Type-1 diabetes mellitus (T1D) causes impairments within the skeletal muscle microvasculature. Both regular exercise and prazosin have been shown to improve skeletal muscle capillarization and metabolism in healthy rats through distinct angiogenic mechanisms. The aim of this study was to evaluate the independent and additive effects of voluntary exercise and prazosin treatment on capillary-to-fiber ratio (C:F) in streptozotocin (STZ)-treated diabetic rats. STZ (65 mg/kg) was intraperitoneally administered to male Sprague-Dawley rats (n = 36) to induce diabetes, with healthy, nondiabetic, sedentary rats (n = 10) as controls.

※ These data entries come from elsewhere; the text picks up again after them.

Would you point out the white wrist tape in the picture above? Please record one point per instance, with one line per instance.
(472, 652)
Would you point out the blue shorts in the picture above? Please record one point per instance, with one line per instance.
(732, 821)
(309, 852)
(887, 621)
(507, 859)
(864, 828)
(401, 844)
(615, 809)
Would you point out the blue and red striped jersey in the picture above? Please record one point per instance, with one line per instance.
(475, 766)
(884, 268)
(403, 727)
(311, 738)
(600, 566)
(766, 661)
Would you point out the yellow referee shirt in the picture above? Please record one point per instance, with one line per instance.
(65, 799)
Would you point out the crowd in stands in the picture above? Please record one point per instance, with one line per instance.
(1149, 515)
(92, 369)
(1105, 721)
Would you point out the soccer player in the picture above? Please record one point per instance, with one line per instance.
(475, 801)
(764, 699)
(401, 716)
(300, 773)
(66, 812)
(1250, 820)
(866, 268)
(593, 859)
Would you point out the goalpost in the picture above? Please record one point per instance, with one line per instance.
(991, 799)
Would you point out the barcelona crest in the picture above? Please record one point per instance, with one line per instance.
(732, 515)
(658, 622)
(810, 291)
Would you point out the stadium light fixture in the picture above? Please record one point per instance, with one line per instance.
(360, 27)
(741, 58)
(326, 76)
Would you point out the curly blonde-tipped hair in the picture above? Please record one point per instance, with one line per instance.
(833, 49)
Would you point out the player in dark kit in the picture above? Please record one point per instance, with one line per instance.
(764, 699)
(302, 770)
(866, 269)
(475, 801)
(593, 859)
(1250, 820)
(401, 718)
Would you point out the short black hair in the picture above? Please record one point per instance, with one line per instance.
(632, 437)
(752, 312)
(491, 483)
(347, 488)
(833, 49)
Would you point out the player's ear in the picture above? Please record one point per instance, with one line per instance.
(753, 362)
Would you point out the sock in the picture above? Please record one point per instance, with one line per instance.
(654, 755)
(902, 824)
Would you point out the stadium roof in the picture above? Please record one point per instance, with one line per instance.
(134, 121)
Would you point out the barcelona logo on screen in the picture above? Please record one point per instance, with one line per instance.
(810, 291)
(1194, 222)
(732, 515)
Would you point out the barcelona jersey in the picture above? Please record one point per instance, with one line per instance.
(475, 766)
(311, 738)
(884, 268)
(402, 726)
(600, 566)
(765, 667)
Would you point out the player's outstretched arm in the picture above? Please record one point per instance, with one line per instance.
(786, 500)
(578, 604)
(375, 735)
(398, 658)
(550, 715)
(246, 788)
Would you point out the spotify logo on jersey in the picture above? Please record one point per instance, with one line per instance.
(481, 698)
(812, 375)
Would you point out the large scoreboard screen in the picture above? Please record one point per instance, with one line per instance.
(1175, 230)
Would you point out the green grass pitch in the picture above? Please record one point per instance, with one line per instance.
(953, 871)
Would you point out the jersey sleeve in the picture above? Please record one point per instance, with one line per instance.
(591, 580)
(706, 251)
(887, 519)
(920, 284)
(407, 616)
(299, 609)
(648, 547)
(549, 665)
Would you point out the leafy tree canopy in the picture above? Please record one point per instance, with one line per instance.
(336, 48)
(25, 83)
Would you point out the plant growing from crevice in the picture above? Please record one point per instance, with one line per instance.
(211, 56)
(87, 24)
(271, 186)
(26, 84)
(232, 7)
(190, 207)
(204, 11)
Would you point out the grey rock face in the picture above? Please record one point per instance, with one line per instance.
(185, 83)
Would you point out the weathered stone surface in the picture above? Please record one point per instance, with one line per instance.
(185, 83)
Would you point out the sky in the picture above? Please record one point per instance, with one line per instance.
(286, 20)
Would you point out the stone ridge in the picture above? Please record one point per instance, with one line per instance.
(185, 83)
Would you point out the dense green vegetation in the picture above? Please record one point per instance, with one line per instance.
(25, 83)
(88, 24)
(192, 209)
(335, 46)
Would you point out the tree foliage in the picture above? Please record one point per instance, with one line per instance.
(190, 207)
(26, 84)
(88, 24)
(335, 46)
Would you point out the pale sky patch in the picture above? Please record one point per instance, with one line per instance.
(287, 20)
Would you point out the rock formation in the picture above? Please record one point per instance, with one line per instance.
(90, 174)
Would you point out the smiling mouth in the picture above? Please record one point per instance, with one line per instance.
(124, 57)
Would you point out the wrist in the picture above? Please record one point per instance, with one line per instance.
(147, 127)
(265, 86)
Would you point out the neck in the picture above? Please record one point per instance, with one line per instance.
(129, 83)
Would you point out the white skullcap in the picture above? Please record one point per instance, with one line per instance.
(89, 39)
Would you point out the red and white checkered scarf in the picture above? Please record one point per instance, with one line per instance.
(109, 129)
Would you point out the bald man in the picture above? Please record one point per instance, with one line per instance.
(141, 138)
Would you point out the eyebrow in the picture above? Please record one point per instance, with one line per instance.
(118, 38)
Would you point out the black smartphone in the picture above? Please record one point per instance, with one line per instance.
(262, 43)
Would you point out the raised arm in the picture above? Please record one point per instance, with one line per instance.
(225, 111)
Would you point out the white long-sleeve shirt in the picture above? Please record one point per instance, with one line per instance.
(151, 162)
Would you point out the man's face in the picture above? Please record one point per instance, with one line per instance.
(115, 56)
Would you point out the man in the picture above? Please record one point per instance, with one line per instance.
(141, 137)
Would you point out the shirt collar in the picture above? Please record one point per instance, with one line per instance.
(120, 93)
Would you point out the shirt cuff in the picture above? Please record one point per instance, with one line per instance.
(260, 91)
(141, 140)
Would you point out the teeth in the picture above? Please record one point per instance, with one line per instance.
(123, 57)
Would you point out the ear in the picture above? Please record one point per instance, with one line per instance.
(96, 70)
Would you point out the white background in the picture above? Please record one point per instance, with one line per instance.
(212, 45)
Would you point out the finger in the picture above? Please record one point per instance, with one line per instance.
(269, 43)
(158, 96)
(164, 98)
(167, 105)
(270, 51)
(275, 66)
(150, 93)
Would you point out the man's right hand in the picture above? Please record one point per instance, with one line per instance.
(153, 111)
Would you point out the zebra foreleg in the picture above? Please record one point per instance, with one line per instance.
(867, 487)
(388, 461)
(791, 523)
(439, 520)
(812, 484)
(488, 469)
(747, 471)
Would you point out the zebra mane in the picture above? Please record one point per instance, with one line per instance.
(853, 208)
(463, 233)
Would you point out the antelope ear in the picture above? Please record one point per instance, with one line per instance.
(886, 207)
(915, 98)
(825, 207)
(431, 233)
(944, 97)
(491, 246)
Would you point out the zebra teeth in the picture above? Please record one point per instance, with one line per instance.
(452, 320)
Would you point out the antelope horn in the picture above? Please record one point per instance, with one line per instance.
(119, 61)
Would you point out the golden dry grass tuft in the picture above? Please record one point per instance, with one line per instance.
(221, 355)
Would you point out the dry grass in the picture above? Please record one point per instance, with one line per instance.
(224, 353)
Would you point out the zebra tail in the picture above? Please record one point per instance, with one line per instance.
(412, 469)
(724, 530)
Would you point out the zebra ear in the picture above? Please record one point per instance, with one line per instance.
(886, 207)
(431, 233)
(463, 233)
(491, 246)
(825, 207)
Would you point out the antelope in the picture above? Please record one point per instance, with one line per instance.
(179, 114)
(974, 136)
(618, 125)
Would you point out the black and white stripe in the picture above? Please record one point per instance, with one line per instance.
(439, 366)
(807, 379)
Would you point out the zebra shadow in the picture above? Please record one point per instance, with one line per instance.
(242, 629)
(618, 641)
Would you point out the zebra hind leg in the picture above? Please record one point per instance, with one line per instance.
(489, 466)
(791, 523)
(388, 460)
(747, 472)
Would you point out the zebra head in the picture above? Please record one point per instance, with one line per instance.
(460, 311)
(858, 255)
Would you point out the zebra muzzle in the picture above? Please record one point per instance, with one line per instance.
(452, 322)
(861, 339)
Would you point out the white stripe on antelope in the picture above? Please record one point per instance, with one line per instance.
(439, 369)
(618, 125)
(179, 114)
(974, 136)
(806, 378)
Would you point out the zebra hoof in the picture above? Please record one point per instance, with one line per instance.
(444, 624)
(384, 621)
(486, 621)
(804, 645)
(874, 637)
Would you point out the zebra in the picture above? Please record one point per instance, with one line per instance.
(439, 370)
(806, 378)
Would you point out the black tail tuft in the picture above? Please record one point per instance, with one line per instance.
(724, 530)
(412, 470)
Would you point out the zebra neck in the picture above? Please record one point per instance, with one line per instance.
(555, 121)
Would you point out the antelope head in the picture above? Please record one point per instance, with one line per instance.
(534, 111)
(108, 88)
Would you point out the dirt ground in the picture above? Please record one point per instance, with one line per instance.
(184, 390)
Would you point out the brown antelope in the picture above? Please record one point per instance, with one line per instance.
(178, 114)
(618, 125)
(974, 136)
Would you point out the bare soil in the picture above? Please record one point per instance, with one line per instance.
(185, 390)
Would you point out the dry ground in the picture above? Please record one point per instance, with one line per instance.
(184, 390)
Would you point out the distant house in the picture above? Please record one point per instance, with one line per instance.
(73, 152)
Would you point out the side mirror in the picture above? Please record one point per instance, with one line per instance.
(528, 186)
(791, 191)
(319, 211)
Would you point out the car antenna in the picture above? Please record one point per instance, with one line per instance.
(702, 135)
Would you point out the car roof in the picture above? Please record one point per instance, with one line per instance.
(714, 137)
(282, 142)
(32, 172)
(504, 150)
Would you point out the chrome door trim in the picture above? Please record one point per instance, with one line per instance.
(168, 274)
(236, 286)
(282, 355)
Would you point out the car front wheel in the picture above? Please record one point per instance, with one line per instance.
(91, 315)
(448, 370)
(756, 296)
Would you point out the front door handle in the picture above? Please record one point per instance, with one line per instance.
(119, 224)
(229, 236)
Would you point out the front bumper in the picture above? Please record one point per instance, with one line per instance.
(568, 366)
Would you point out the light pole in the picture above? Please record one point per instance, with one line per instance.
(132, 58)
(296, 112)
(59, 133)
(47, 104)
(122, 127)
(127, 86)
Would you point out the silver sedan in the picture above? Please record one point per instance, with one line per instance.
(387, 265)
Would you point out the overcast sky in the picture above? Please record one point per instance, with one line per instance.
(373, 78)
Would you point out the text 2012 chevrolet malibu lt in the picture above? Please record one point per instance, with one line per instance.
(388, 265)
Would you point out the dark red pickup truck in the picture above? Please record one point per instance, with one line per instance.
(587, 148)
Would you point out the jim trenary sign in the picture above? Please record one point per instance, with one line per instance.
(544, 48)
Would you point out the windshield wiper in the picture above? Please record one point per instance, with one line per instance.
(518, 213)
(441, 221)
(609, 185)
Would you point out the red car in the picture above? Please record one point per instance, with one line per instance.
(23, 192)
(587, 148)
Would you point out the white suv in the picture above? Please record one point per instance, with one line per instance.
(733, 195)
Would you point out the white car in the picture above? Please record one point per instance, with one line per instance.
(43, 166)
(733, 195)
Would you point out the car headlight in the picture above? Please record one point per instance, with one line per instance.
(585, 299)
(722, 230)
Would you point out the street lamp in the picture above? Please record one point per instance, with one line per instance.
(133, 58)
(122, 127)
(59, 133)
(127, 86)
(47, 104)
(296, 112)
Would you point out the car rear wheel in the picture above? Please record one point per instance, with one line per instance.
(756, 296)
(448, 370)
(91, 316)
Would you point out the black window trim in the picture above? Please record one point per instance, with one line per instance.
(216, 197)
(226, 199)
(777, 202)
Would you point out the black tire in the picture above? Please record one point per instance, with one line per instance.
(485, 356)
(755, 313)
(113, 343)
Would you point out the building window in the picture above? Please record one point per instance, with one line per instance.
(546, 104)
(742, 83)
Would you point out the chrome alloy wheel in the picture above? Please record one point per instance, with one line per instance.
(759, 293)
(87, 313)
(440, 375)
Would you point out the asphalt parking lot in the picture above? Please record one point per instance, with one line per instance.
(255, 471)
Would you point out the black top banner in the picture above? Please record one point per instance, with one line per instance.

The STZ-treated rats were then divided into sedentary (SED) or exercising (EX; 24-h access to running wheels) groups and then further subdivided into prazosin (Praz) or water (H2O) treatment groups: nondiabetic-SED-H2O, STZ-SED-H2O, STZ-EX-H2O, STZ-SED-Praz, and STZ-EX-Praz. After 3 wk, untreated diabetes significantly reduced the C:F in tibialis anterior (TA) and soleus muscles in the STZ-SED-H2O animals (both P < 0.05). Voluntary exercise and prazosin treatment independently resulted in a normalization of C:F within the TA (1.86 ± 0.12 and 2.04 ± 0.03 vs 1.71 ± 0.09, P < 0.05) and the soleus (2.36 ± 0.07 and 2.68 ± 0.14 vs 2.13 ± 0.12, P < 0.05). The combined STZ-EX-Praz group resulted in the highest C:F within the TA (2.26 ± 0.07, P < 0.05). Voluntary exercise volume was negatively correlated with fed blood glucose levels (r2 = -0.7015, P < 0.01) and, when combined with prazosin, caused further enhanced nonfasted glucose (P < 0.01). Exercise and prazosin reduced circulating nonesterified fatty acids more than either stimulus alone (P < 0.05). These results suggest that the distinct stimulation of angiogenesis, with both regular exercise and prazosin treatment, causes a cooperative improvement in the microvascular complications associated with T1D.NEW & NOTEWORTHY It is currently well established that poorly controlled diabetes reduces both skeletal muscle mass and muscle capillarization. These muscle-specific features of diabetes may, in turn, compromise insulin sensitivity and glucose control. Using a model of streptozotocin-induced diabetes, we show the vascular complications linked with disease and how chronic exposure to exercise and prazosin (an α1-adrenergic antagonist) can reduce these complications and improve glycemic control.